Kevin gave up trying after the third volley of knocks. He turned to Charlie, a friend of the family, standing beside him, “Mom’s dead, and still he cannot get his hands off his accounting bills.”

“Maybe that’s his way of coping with this. Say, why don’t you get going? I’ll get Wadu and get to the church ASAP. They’ll need you there.”

Wadu was going blind with exasperation as he heard the cell phone ring soar up the seventh time.

“Seacrest Hospital. How may I help?”

“Yes. This is about the eye donation. I had called earlier. Now you said about this woman that needed an emergency operation. Well, I would like to donate my wife’s eyes to her.”

“Oh, that’s kind of you, but it’s the doctors that decide whether the eyes are compatible or not, it is not something you can pick. We’ll see what we can do. So shall we send our team for you? For your wife, I believe?”

Wadu sighed again. This was how it was always with the people he dealt with. Compromises.

“I’ll… uh… get back to you in a second.”

Two other hospitals showed slightly similar promise. He would weigh in the options after that. He had to do this right. It was her last special request to him.

“Wadu…” Camilla was skin and bones, with tubes and wires ensconcing her in a cocoon. The constant beeping from the machines keeping her alive gave Wadu a headache in two minutes.

“I guess I’m all wasted now. We should have biked to Willow Creek once more, huh?” Her eyes stood out, amidst all that torment, it shimmered with life, the last happy part of her.

“Wadu, I want to leave something behind. We have our son, and he will make a brilliant man one day, I can see that… Only, I want, I want to donate my eyes. Everything else rotted away, I’m sure, but I asked the doctors, and they said it was possible, I could donate my eyes…”

Wadu closed his eyes, his mind bombarded with the many acquaintances he had known, all with the only exception that they had her forest green eyes instead. Not welcoming at all.

“Wouldn’t it be nice for a little girl to get these? They will treat her special, buy her pistachio ice creams, and I will get to live through all that again. Mind, I haven’t told this to anyone else. I want you to do this for me, if it’s not much of a bother.” She smiled wanly.

“You want to donate them to a little girl then?”

“Not necessarily, I don’t know how these things work. I’ll ask the nurse more about it. Only, if you can manage it. Wouldn’t that be nice?”

Wadu had made up his mind. It was a necessity.

A louder knock brought Wadu back from his reverie. Dusk had settled in. He could see the orange sky through the blinds. It was too dark now inside his room.

“Wadu, whatever the hell you are up to, open the door this instant, or I’m knocking it down.”

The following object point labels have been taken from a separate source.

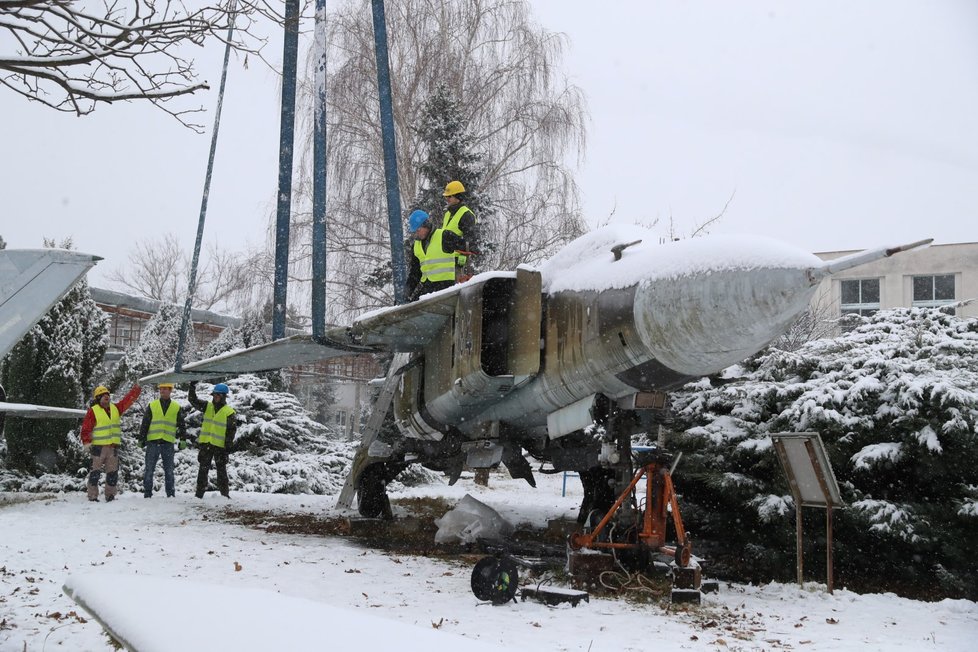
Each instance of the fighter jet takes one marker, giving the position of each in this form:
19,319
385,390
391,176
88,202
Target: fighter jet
555,362
31,282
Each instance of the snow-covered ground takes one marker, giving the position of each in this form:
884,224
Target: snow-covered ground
45,542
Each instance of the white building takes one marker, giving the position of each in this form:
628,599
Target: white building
933,276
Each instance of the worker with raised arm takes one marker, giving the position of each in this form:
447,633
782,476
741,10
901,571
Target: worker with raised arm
216,437
101,435
161,427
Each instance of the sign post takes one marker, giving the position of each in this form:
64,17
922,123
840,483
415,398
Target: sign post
812,483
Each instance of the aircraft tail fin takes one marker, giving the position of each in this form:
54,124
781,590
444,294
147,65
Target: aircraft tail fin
31,281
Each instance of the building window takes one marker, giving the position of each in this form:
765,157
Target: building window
933,291
860,296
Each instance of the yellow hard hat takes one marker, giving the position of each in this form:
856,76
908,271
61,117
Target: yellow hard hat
453,188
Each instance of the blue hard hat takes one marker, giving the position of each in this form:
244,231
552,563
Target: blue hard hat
416,219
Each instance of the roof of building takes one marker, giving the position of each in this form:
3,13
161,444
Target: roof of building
152,306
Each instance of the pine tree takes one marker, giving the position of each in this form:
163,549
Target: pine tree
56,364
896,404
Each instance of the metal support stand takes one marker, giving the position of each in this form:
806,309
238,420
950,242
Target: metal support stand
372,429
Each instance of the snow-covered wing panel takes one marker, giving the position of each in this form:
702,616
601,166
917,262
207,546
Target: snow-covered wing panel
411,326
243,619
31,281
26,410
288,352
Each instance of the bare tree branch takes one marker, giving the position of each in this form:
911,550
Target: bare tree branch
73,55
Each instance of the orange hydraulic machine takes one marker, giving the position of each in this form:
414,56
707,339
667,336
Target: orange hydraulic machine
639,527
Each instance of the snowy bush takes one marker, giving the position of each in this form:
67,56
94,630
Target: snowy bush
896,404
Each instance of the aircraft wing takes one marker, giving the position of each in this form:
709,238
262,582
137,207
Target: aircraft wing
410,326
31,281
28,411
402,328
288,352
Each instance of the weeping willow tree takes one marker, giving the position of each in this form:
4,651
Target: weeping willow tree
523,120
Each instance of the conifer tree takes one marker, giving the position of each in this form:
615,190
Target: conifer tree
895,402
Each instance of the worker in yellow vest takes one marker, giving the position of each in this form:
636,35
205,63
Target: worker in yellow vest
101,435
430,256
216,437
162,426
460,220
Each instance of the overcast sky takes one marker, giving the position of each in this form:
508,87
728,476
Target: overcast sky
832,125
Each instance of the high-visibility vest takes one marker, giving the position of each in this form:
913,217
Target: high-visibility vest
108,427
436,264
163,424
450,223
214,427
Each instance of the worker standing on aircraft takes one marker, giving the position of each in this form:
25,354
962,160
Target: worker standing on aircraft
101,435
460,220
432,258
162,425
419,230
216,437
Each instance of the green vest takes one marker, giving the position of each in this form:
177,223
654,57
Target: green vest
163,425
108,427
436,264
450,223
214,427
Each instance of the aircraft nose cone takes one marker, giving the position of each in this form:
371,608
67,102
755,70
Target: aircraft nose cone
704,321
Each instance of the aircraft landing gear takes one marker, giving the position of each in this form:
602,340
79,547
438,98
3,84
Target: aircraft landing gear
372,500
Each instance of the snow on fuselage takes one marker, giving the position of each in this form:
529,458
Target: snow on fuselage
657,317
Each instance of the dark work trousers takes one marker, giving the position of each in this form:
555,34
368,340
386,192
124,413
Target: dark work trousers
155,450
220,457
103,457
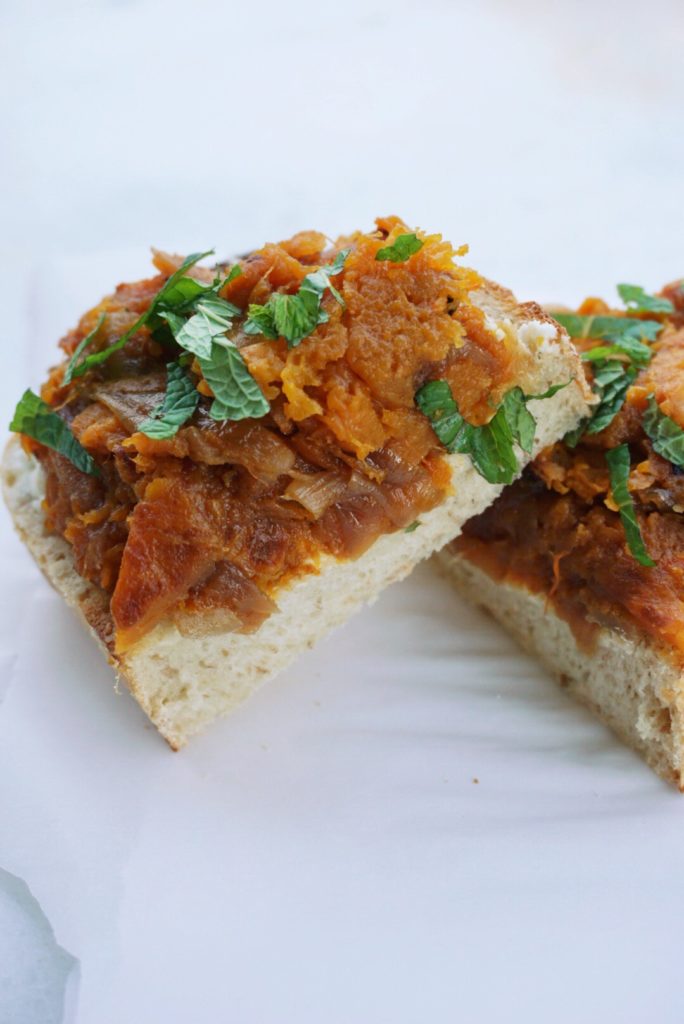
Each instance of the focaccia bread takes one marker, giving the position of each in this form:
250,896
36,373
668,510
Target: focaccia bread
230,462
583,558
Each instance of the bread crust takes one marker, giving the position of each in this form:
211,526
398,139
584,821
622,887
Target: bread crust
182,683
627,680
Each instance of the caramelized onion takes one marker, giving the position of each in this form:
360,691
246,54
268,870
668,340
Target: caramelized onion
316,492
132,399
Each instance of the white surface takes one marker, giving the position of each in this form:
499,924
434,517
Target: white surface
325,857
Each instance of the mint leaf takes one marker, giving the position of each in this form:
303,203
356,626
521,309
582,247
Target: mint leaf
617,330
638,301
401,249
520,421
237,394
492,446
213,318
492,449
179,402
296,316
667,437
436,401
78,351
234,271
260,320
618,466
173,294
34,418
611,382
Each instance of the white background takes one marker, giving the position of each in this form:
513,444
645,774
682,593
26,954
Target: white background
325,856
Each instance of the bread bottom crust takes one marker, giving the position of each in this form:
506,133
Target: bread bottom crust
183,683
628,681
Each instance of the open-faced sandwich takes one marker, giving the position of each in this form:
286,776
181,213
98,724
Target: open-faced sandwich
229,462
583,558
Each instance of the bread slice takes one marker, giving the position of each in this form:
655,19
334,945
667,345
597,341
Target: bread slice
630,682
182,682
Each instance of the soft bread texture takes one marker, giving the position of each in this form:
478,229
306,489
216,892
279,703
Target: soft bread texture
183,683
628,681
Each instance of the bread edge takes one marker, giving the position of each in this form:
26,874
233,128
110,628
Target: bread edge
627,680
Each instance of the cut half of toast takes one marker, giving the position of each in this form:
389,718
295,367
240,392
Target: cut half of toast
205,555
582,559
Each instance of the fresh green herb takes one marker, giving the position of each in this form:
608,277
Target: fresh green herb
237,394
490,446
616,330
172,295
402,247
618,467
260,320
69,374
296,316
638,301
436,401
637,351
667,437
212,318
611,382
34,418
179,402
612,376
233,272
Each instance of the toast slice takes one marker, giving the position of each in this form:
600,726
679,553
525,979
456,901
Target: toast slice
597,595
183,669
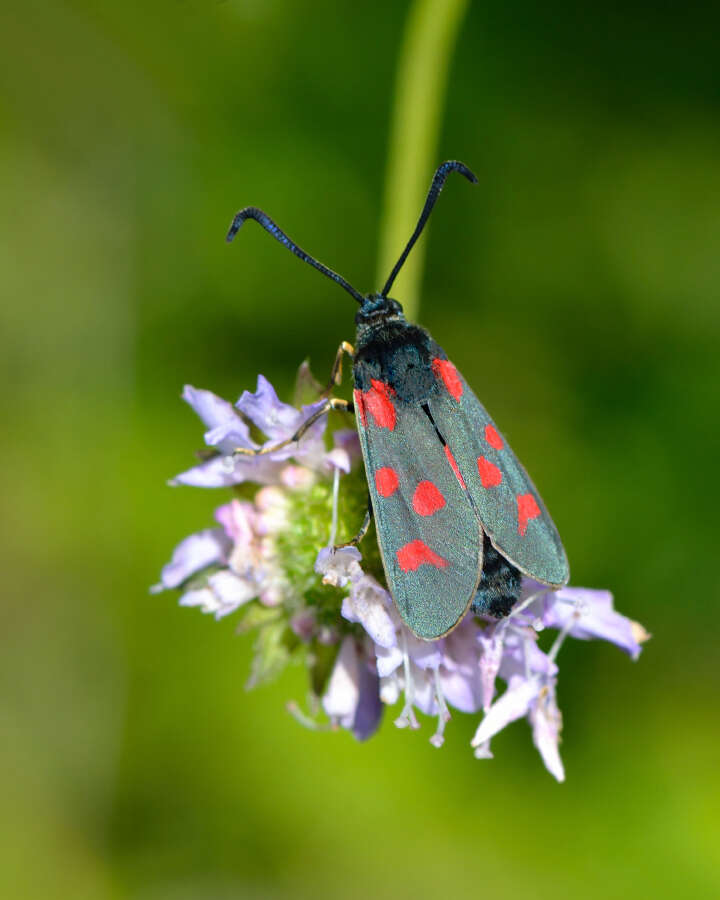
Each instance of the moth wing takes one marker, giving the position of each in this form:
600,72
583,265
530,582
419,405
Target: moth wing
429,536
511,511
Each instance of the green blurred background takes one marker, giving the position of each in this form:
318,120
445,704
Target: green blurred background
576,288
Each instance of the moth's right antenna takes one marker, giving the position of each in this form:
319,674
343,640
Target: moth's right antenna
251,212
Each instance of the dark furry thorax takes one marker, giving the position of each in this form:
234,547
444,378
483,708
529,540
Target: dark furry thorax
392,350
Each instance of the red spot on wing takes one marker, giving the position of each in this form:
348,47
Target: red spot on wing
493,438
490,475
360,407
427,499
413,555
451,460
527,509
444,369
377,402
386,481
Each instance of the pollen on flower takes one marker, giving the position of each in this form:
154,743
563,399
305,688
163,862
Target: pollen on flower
269,561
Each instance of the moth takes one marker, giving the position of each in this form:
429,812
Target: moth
458,519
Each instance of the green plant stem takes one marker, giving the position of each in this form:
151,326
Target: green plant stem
430,35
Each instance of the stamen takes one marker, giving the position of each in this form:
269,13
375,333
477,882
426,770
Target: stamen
407,717
336,491
444,717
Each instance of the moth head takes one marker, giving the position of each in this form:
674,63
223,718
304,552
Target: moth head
377,308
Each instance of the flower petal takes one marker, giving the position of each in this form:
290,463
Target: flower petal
231,591
369,709
338,567
224,471
343,691
388,659
277,420
196,552
368,605
512,705
589,614
213,410
546,724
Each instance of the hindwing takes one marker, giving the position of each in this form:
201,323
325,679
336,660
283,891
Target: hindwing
429,536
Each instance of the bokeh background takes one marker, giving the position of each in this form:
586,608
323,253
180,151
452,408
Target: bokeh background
577,289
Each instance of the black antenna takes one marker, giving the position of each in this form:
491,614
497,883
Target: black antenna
437,185
251,212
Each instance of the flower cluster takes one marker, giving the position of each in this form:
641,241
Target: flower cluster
271,557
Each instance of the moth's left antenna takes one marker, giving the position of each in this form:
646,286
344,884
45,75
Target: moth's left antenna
251,212
452,165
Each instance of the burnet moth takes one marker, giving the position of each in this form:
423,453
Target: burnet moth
458,519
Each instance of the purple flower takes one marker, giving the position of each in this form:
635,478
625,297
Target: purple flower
586,614
352,699
229,431
258,557
196,552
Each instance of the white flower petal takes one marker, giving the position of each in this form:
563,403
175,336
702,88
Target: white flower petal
196,552
513,704
343,690
231,591
338,567
546,724
204,598
367,604
388,659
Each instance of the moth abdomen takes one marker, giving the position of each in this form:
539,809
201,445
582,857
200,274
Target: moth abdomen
500,584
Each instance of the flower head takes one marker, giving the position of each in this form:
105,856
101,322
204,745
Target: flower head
271,559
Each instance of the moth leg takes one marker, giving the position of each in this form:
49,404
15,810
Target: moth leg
336,371
353,542
331,403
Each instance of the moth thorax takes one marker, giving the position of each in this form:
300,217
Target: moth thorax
377,309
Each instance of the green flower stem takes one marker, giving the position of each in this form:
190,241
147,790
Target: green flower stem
430,35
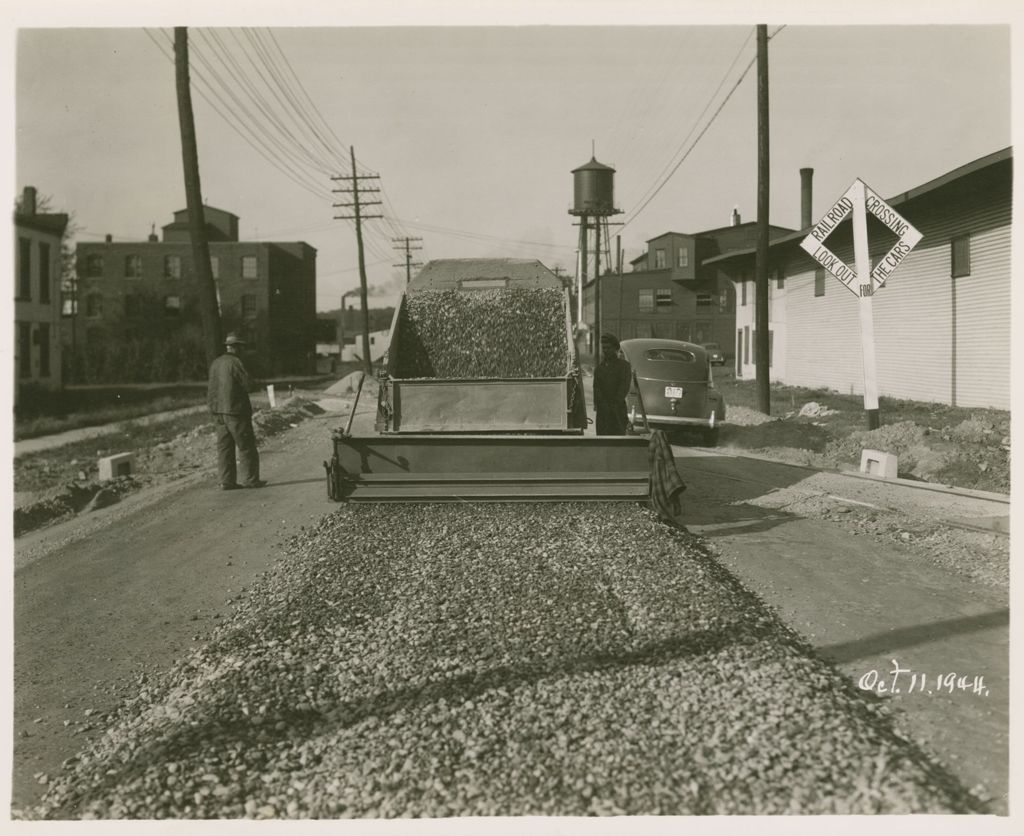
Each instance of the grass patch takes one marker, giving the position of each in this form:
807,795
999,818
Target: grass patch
43,470
48,413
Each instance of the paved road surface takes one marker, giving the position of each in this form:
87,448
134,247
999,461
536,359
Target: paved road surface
92,611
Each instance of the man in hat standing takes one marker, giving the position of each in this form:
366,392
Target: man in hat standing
227,395
611,383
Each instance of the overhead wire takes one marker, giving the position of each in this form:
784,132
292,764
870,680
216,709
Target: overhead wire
635,212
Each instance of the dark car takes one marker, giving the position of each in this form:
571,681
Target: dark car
677,388
715,356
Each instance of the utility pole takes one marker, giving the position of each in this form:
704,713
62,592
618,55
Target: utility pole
761,342
356,205
209,314
410,263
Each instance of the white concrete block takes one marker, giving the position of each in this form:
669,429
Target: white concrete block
114,466
877,463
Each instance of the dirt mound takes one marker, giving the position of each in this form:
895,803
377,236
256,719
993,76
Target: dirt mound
184,454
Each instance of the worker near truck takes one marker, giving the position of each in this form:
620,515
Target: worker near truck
227,396
611,383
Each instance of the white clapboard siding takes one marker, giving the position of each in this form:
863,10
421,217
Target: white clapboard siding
916,357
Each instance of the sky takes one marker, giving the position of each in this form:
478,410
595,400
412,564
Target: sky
474,130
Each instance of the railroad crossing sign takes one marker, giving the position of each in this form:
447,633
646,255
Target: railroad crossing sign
862,280
859,199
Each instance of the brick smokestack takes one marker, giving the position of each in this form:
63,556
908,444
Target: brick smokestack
806,175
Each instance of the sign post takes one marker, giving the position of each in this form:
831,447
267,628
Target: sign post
862,280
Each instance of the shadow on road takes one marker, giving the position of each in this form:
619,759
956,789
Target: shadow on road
719,488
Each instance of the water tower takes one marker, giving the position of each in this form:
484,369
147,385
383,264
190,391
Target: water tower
593,191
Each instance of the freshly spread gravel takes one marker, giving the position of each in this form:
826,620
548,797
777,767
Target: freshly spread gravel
427,660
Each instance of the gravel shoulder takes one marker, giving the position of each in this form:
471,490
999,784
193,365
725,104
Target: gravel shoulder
524,660
134,656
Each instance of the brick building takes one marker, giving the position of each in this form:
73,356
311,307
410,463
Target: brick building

Wadu hurried to the door to find Charlie panting in anger and dismay. “We have half an hour to get there.” Streaks of sweat were piling up over his forehead. “For Camilla’s funeral,” he added when Wadu’s face remained blank.

“But, she’s at the hospital right?”

“She was taken to the coroner’s an hour ago.”

Camilla hated what she had become and insisted on burying her as soon as she died. The arrangements were made, friends and family notified a day in advance. She had made the burden of her burial lighter for them, just as she had managed things when she was healthy.

And Wadu had lost himself in thoughts again. One thing he was asked to do, and he messed it up. There was time left surely? He would always make up somehow. He could, right?

The highway had rows of cars slithering all the way to horizon. As Charlie kicked his car’s boot for the fifth time Wadu was staring at a green Chevrolet Beat, and the lush green leaves of a tree further beyond. And he was trying to tell which shade resembled the green eyes better- the car or the leaves. He couldn’t tell anymore.